Ive got on to motu, who say that this is normal! Google isnt helping me either 
Im using a behringer ecm8000 mic, the ultralite has phantom power so its ok there

Has anyone got a workaround for using REW with this audio interface?

Thanks :R


----------



## JohnM (Apr 11, 2006)

You need WDM drivers for the card for REW (or other Java apps) to be able to access it.


----------



## Thak (Sep 16, 2014)

Hi, I have also MOTU Ultralite MK3 and I don't want to create another thread for my issue.
I use it on MAC OSX with Room EQ Beat 5.01 and with Behringer measurement microphone. 

I cannot pass the calibration I still have some strange results with the notice:

:::The sound card measurement varies by......., that is much higher than it should be, the measurement may not be valid and should not be used to make a calibration file::


I tried to put the volume down, I tried to put the main monitor volume down so I cannot hear in my speakers
when I am touching the mic, but I can see the signal, so it should not be a problem of loopback and monitoring,
but I still have some strange values.. I really don't know how to handle with it.
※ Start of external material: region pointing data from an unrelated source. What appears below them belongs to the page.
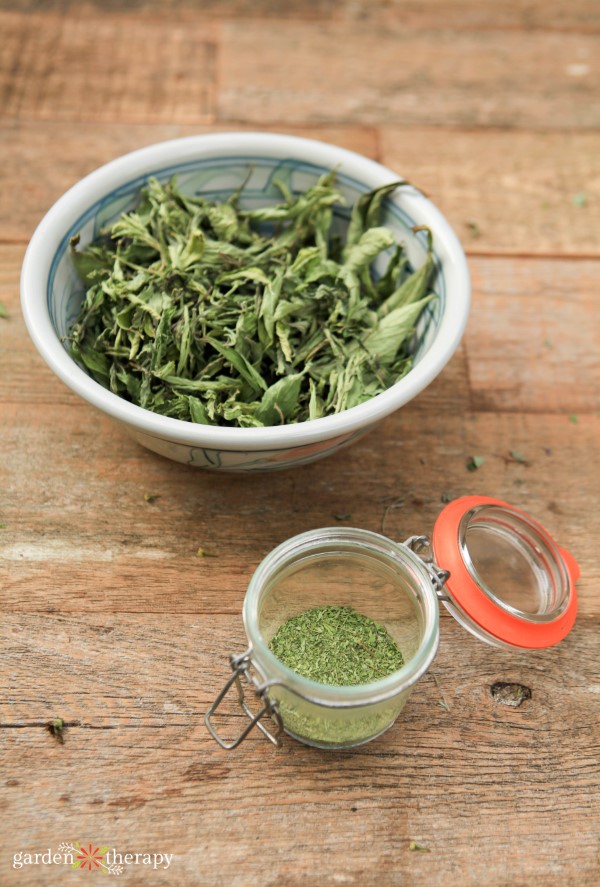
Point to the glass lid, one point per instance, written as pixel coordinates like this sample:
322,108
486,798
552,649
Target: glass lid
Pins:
510,583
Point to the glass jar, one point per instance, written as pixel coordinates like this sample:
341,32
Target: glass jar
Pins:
501,576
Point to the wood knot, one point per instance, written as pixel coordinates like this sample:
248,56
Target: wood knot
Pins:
507,693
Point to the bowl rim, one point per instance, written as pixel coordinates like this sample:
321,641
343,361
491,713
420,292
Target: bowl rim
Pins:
144,161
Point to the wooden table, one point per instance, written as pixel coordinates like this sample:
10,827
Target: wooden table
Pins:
109,619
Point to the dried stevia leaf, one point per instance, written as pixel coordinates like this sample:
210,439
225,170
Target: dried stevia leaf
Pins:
206,312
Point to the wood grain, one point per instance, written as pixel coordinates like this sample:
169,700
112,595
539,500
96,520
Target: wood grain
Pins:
450,787
69,68
578,15
501,191
383,75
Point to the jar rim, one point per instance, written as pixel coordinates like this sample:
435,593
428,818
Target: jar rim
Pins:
341,696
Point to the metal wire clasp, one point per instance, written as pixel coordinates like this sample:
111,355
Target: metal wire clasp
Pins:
421,545
240,666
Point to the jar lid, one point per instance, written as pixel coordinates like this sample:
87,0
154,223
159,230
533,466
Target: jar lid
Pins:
510,583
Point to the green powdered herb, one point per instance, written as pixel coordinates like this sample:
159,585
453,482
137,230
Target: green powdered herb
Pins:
336,646
214,314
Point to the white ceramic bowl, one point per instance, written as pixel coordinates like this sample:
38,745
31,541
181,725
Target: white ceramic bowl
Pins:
216,165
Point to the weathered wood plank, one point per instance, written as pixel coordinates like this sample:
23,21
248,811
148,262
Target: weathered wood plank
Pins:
523,349
533,339
79,534
510,191
72,68
468,14
386,74
472,752
502,191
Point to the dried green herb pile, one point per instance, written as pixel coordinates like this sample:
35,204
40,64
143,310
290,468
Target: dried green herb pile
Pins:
336,645
214,314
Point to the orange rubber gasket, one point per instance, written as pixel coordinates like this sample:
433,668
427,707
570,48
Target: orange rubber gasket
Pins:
467,594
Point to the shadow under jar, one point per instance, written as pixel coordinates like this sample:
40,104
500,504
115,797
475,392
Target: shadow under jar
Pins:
497,571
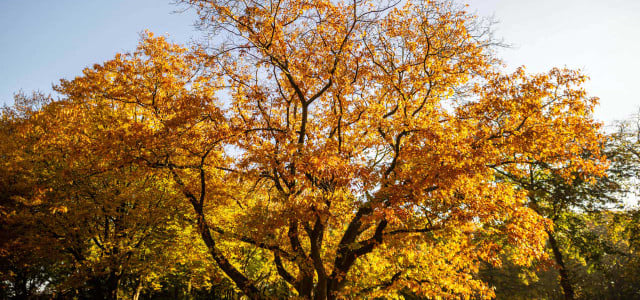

It looks like it already measured my room, not just sound card.


----------



## JohnM (Apr 11, 2006)

When you make a calibration measurement the mic is not involved, you make a connection from a soundcard output back to a soundcard input.


----------



## amitb69 (Nov 9, 2013)

I have a similar kind of issue, I'm using macbook pro, motu 828 mkII and i have created a loop with one end in input and the other in the output of motu. Im unable to calibrate in REW, it just take the input and theres no increase in the level even when i increase the volume drastically. 

Some one please help!


----------



## Wayne A. Pflughaupt (Apr 13, 2006)

For starters:

* Make sure you have the soundcard activated in the OS as both a playback and recording device.
* Make sure the sound card has the monitor set for “off” or “computer.”

Regards, 
Wayne


----------



## pingfloid (Jul 30, 2016)

Hi. I am sorry for rescuing this old post, but I have a similar problem calibrating a Motu Ultralite mk3 with REW.

-	I have connected the Right Main Output of the Motu to the Motu Input 1 (the one that I will use with the microphone) 

-	The Motu is activated in Windows 10 as both Playback and recording Device.

-	The Motu has the playback set to off









-	I have tried with both Java and ASIO drivers









-	The REW meters are displaying input at the “Ref In” but not at the “In”









What step am I missing to have the signal at the Input of the REW?

I hope I can solve this basic issue soon. I have borrowed a Class-A NTi MA220 microphone for this weekend and I will have to return it on Monday :smile:

Thank you!


----------



## pingfloid (Jul 30, 2016)

OK, I’ve solved it with the following settings at REW:

Output Device: MOTU Main Out
Input Device: Motu Analog 1-2
Output: Default Output - Both
Input: Default Input - Left

My previous selection for Input was “Device Input –Right” but it didn’t work regardless of whehter I connected the input to the Left or the Right output of the Motu. It only works when selecting “Default Input - Left”
:nerd2:


----------